Ale mamy kaski, więc nie ma problemu. Godzina chyba 2,30, zmęczenie dawało o sobie znać.


Został nam jeszcze węzeł, zanim zwolnią nas do domu. Warczało, świeciło, działało :)


Cieć był tu z 10 minut temu, jeszcze czuć Radomskie :)


Zielony pokój. Dalej ścieżka prowadzi do RWE. Przypał przypałem, ale nie jesteśmy włamywaczami :)

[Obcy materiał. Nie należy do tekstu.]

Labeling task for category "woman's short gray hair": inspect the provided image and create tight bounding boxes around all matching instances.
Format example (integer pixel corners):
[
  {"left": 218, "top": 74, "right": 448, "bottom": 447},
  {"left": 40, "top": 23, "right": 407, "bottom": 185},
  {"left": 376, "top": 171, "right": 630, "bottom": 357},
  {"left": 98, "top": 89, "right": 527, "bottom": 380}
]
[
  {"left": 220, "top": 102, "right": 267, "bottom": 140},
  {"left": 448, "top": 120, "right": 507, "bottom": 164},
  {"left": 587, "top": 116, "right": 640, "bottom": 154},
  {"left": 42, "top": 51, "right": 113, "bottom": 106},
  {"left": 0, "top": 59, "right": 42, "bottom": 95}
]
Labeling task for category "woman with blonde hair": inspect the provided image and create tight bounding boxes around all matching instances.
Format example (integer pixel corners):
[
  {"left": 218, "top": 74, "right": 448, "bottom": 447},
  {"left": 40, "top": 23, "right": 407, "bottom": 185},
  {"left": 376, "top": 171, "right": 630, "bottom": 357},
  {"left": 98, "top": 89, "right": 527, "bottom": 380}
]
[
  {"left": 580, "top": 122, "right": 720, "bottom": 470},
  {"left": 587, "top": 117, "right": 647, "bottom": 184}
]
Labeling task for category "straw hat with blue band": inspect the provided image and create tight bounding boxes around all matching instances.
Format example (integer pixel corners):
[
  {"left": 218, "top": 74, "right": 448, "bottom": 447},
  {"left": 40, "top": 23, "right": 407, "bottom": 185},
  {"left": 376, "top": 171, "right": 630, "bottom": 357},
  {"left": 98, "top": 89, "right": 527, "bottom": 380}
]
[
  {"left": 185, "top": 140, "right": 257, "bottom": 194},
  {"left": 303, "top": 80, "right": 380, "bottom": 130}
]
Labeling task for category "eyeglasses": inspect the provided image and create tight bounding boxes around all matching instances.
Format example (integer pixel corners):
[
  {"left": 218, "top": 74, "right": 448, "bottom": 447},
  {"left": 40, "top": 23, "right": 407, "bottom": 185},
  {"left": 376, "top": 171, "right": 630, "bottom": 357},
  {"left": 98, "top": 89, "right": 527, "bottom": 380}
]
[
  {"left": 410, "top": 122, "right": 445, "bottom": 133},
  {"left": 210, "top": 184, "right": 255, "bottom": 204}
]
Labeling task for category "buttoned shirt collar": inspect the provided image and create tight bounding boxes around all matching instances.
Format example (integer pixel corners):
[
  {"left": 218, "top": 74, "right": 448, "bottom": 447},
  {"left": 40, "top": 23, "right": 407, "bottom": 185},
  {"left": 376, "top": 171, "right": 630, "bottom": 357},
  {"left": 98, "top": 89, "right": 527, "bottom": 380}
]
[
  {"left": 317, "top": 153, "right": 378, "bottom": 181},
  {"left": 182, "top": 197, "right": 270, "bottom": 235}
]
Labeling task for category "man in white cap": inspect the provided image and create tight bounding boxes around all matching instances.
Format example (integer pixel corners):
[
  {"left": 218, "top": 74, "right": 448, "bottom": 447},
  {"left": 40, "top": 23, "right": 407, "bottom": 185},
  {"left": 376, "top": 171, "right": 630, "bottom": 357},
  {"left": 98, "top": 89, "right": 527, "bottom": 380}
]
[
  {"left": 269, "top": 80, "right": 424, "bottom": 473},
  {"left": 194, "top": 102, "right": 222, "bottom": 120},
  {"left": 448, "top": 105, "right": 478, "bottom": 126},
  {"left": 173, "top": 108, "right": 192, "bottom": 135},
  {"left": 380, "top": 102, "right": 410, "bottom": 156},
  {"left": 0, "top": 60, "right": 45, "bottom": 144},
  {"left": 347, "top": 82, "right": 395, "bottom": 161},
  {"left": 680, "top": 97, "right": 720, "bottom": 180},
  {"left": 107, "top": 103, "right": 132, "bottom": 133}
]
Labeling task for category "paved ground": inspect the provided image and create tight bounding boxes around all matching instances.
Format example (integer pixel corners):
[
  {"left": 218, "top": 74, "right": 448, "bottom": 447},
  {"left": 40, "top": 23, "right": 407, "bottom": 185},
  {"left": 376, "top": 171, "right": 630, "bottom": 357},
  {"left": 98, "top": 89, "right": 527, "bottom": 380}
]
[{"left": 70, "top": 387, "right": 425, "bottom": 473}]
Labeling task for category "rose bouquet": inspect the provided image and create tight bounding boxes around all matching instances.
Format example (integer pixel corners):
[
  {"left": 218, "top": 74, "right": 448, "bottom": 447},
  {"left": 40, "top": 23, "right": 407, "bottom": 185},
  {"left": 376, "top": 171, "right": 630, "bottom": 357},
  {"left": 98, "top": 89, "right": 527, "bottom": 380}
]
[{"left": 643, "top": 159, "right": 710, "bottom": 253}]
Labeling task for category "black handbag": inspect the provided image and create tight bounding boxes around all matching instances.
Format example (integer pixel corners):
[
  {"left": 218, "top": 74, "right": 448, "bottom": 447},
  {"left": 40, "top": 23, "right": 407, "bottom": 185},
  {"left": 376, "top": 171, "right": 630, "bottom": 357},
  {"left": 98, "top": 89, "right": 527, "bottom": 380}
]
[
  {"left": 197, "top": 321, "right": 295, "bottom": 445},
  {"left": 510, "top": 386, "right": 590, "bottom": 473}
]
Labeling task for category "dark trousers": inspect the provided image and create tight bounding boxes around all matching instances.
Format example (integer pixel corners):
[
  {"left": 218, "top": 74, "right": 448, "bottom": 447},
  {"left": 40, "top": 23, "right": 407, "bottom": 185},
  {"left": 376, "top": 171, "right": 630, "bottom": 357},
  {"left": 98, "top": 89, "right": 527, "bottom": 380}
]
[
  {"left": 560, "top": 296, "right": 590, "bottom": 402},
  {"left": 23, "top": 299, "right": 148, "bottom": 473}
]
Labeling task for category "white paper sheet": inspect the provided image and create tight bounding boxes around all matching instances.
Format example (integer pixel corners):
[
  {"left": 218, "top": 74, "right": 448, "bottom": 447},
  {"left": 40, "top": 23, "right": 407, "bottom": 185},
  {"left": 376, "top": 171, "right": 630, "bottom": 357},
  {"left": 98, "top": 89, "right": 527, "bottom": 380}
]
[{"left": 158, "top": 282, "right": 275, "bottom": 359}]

Ostatnia hala. Teren jest tak wielki, że po 6 godzinach zwiedzania widzieliśmy tylko część. Chcieli byśmy tu wrócić, o ile nie wyburzą, zrewitalizują, lub nie uderzy w nas jakaś kometa, czy inne cholerstwo. Do zobaczenia :) P.S. : Przypał z cieciem był, ale udało się ujść z jego objęcia (nadludzkim wysiłkiem woli, jak pisał Marek Hłasko). 

7 komentarzy:

  1. piękny obiekt i piękne zeń zdjęcia załączyliście!
    warto było udokumentować to muzeum techniki przed ostatecznym końcem, czy to świata, czy tylko jego.

    OdpowiedzUsuń
  2. W zaskakująco dobrym stanie, w normalnym kraju na pewno powstałoby z tego muzeum, sam bym do takiego wstąpił, ale wiadomo jak to u nas - taniej zburzyć.

    OdpowiedzUsuń
  3. Trochę za dużo rybiego oka - ciężko się ogląda wtedy.

    Pozdrawiam.

    OdpowiedzUsuń
    Odpowiedzi
    1. W całkowitej ciemności najłatwiej nim było łapać ostrość, innym nie dawało rady.

      Usuń
  4. Sterownia świetniasta. Gratulacje.

    OdpowiedzUsuń
  5. Przeszliście samych siebie :) Córka elektryka wie co mówi ;)

    OdpowiedzUsuń
  6. Brawo. Przypałowo ale spektakularnie :)

    W którym budynku ciecia trafiliście?